McCaskill and her husband are a Harvey “power couple” who have been involved in local politics on the school board, park district, and even at the city council level. Anthony McCaskill, park board president, has run for mayor of Harvey and for alderman, losing both races.

This election season, both McCaskills were busy challenging the petitions of candidates running against them for park district board and school board. Anthony McCaskill’s challenges knocked three challengers off the park district ballot: Claude Davis, Jr., Donkor “Booman” Parker and Dwayne Franklin.

McCaskill attempted, but failed, to challenge the candidacy of Kenneth Anderson. McCaskill claimed Anderson really lived in Matteson, not Harvey, and had two felony convictions. According to Cook County Electoral Board documents, Anderson said his ex-wife lived in Matteson, and he shared a Harvey residence with his brother. The Electoral Board ruled that Anderson’s felonies had not been presented in the original objection, and hence were not binding.

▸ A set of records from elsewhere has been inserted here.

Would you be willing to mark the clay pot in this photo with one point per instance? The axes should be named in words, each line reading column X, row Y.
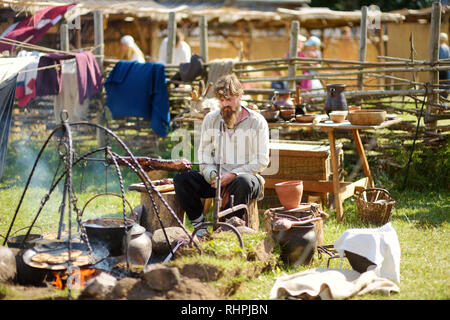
column 297, row 244
column 139, row 245
column 335, row 100
column 283, row 100
column 290, row 193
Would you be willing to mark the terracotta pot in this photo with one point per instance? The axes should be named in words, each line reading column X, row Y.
column 290, row 193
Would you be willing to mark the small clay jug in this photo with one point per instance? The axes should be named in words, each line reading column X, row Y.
column 335, row 100
column 297, row 244
column 290, row 193
column 139, row 245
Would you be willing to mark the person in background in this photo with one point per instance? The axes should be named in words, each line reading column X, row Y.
column 130, row 49
column 444, row 53
column 182, row 51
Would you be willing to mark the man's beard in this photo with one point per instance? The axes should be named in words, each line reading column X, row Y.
column 229, row 116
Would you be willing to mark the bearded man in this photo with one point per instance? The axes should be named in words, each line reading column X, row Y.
column 245, row 152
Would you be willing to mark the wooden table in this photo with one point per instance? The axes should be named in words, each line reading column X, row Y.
column 341, row 190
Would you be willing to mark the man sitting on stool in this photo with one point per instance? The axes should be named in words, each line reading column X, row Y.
column 245, row 153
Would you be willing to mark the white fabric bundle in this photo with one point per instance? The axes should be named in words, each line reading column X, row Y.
column 379, row 245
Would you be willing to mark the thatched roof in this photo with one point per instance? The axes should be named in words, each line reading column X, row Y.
column 425, row 13
column 324, row 17
column 222, row 11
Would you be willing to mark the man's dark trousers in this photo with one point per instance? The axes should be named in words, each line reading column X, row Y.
column 191, row 186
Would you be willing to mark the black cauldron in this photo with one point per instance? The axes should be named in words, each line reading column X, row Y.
column 109, row 232
column 335, row 100
column 297, row 244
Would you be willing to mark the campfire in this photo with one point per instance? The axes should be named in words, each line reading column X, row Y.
column 77, row 279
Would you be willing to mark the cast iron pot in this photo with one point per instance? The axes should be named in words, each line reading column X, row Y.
column 109, row 232
column 297, row 244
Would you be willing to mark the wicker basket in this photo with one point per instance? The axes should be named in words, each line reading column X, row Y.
column 374, row 205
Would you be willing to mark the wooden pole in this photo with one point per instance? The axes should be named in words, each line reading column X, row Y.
column 99, row 53
column 435, row 29
column 64, row 37
column 99, row 39
column 362, row 43
column 293, row 48
column 172, row 28
column 203, row 25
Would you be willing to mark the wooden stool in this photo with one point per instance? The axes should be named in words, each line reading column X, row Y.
column 252, row 220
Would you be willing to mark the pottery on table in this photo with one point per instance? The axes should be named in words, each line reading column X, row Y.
column 338, row 116
column 287, row 114
column 335, row 100
column 305, row 118
column 290, row 193
column 270, row 115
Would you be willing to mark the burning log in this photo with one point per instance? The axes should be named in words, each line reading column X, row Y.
column 155, row 164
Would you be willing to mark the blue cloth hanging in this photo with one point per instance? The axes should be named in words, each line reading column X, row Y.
column 139, row 89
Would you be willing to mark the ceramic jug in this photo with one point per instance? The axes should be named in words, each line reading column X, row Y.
column 335, row 99
column 139, row 245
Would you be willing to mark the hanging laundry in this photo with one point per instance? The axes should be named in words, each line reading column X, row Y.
column 88, row 73
column 26, row 80
column 48, row 81
column 10, row 67
column 7, row 90
column 68, row 97
column 32, row 29
column 140, row 90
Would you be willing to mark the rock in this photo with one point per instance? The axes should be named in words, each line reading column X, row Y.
column 175, row 234
column 99, row 287
column 124, row 286
column 161, row 278
column 8, row 267
column 203, row 272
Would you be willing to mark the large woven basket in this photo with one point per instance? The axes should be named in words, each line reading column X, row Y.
column 374, row 205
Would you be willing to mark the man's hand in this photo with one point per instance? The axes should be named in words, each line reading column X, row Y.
column 226, row 179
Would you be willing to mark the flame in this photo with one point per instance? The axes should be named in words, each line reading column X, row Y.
column 77, row 279
column 57, row 282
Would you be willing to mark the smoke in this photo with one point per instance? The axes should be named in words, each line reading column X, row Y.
column 25, row 159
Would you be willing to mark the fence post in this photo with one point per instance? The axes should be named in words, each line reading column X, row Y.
column 203, row 25
column 172, row 28
column 293, row 48
column 362, row 43
column 435, row 29
column 99, row 53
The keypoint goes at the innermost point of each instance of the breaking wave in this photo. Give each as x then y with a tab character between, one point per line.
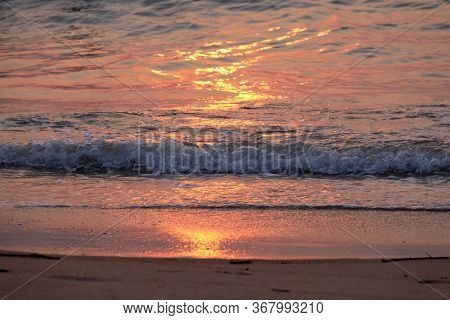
172	157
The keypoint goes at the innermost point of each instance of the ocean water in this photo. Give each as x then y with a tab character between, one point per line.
225	104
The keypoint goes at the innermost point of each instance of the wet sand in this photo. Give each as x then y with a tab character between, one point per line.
152	278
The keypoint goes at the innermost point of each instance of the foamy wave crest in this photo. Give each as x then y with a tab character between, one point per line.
171	157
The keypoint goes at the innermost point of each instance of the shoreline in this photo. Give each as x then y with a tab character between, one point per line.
93	277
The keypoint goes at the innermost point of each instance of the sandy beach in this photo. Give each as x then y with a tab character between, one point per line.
146	278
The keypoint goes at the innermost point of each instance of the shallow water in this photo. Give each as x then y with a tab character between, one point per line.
274	103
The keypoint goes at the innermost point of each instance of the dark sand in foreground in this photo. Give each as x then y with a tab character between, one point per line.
149	278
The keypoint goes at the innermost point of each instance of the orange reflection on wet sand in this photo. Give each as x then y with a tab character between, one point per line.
203	243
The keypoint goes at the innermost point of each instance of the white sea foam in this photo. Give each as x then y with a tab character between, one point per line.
170	157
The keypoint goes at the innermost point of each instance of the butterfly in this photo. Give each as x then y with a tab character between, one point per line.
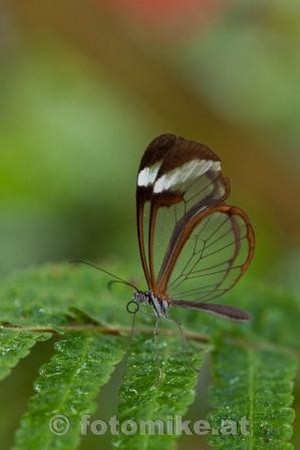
194	247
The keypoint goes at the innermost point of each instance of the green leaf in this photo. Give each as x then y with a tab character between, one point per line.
65	391
158	386
14	345
254	384
44	296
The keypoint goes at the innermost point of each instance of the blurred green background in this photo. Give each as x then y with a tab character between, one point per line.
85	86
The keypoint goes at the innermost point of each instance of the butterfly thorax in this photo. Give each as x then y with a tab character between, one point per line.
159	305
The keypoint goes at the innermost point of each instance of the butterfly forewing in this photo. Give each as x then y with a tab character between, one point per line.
192	245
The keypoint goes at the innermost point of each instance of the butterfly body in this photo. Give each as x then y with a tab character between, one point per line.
208	244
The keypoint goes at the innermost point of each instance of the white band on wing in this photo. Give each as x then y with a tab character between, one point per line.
189	171
147	176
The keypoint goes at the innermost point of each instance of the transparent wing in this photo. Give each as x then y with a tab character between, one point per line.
177	179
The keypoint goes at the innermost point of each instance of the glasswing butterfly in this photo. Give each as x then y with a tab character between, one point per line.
208	244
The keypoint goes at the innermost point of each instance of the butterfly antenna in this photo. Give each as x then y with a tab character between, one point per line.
120	280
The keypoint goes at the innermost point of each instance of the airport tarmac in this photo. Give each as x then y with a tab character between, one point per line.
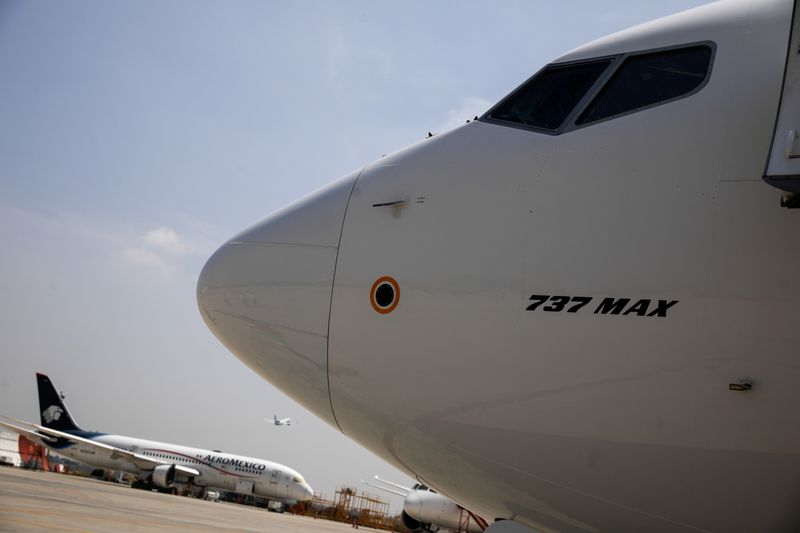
45	501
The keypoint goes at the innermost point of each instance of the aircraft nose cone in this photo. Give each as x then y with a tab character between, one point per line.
266	294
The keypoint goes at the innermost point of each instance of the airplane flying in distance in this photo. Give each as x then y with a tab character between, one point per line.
280	421
167	467
426	510
595	284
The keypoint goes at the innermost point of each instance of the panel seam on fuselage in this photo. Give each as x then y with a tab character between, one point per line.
330	303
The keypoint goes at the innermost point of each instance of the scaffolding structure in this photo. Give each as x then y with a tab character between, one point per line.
352	507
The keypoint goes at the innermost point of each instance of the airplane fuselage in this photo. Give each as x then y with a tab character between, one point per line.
592	328
218	470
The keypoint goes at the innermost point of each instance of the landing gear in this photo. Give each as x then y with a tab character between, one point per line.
142	484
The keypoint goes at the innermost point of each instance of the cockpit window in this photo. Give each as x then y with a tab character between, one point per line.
548	99
648	79
563	97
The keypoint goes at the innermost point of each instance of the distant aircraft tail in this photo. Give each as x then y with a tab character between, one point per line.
53	412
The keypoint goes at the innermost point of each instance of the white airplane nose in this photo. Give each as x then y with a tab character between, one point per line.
266	294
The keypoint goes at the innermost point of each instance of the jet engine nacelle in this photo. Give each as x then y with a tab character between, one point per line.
164	476
425	507
412	524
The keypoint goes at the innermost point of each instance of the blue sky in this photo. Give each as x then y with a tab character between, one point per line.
135	137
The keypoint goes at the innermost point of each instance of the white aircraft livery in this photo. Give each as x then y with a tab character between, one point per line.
158	464
280	421
591	291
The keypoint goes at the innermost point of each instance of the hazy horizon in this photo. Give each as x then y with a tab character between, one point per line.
137	137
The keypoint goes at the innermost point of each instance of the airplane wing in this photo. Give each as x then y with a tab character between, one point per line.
141	461
37	438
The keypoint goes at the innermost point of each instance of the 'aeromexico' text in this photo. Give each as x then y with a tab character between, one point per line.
605	306
211	459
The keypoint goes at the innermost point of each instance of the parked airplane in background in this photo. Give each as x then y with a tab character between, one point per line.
280	421
595	284
426	510
157	464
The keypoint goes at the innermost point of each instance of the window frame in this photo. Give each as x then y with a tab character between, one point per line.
616	62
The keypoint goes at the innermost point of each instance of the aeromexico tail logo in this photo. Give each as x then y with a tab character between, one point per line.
52	413
211	459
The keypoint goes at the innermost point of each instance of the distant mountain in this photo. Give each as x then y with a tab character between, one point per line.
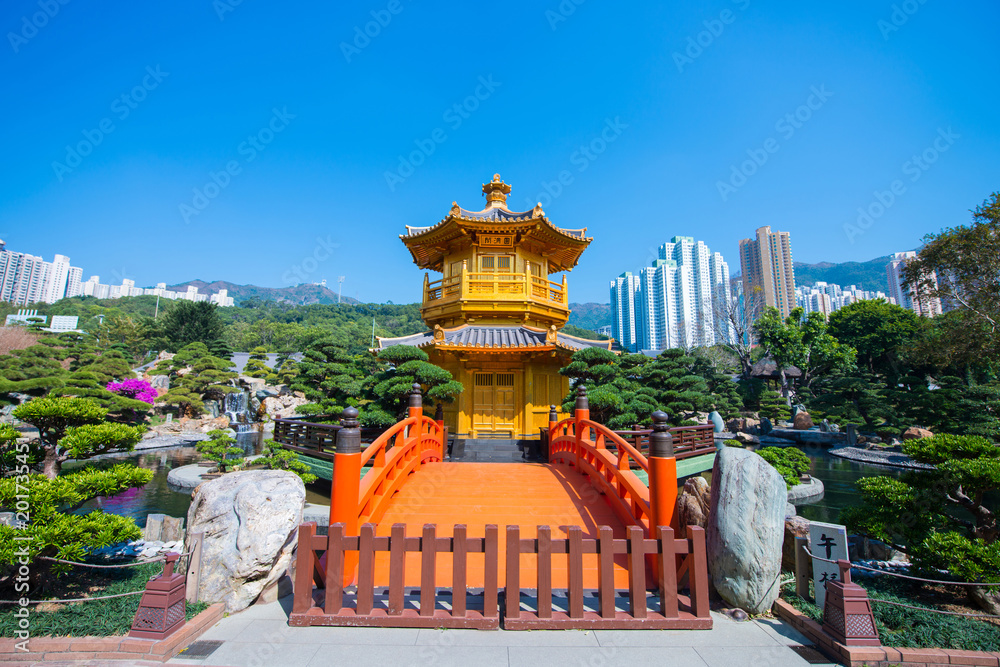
590	315
868	275
299	295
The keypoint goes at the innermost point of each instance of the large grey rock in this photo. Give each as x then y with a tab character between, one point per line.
693	504
746	524
250	520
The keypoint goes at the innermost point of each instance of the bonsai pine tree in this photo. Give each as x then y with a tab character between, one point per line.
256	365
274	457
725	392
56	528
221	448
676	387
330	377
195	376
941	518
74	428
387	390
790	462
774	407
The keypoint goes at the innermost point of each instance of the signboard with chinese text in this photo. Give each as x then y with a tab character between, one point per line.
495	240
826	540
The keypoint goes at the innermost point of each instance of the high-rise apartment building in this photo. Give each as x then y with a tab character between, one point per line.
56	278
766	264
625	325
827	298
903	294
678	301
74	282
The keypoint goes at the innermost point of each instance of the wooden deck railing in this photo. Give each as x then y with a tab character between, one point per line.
314	439
331	603
688	441
363	605
494	286
670	609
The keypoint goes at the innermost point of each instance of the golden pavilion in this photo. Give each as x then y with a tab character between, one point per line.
494	315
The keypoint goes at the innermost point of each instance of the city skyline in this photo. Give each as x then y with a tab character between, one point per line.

Anderson pled guilty for a 2015 unlawful use of a weapon charge and received two years probation, according to the Electoral Board. In 2009, he was convicted of possession of a controlled substance and received one year probation.

Kisha McCaskill also challenged petitions of opponents in the D152 school board elections. Challenged candidate Brianna Johnson withdrew from the race after being challenged by McCaskill and Harvey Ald. Keith Price. Ryan Roman Sinwelski, 34, a French teacher at Thornton Township High School, survived Kisha McCaskill’s petitions challenges and will appear on the D152 school board ballot.

Sinwelski said attorney fees were expensive to pay for and attending hearings on the challenges himself often conflicted with his job. He said the challenges were a waste of time.

“It’s just silly,” he said. “I’m just an average person. I’m not hiding anything. They make it difficult for people who want to run.”

Sinwelski later wrote in a text: “Harvey voters deserve honest reliable community members to lead our schools to success. We need to watch every penny and make sure we are hiring the best people for our children.”

Meanwhile, on the park district board, Moore claims that McCaskill and her husband do not communicate with her and have meetings of the five-member board where she is not included or notified.  She said the president and the park district director being married also concerns her.

“If it’s not right,” she said, “Mrs. Moore will not be a part of it. It’s a big conflict of interest and it’s nepotism and when I brought it up they treated me really terrible. I’m only one vote.”

Linia Thomas, 77, president of the park district’s Senior Advisory Board, said she and members of the advisory board and the park district board have a delicate relationship.

She claims the senior group could no longer use park district facilities for senior activities that usually free to those who participate after the McCaskills came into power.

“They kicked us out the park district because they wanted to make us pay and we are feeding seniors for free,” she said. “We have to be on our best behavior if we want to use the banquet hall for anything. They want us to pay to use the building and we don’t have any funds.”

She said family and friends are the only ones who benefit from the McCaskills.

“If you are not in their friends or their family you are out,” she said. “That’s how they run it. It’s a shame.

“I know everything they are doing is wrong,” Thomas said. “It’s wrong for him to be the president and wife to be the director.  It’s a conflict of interest. Now I found out she is working another job and now that’s ghost pay rolling.”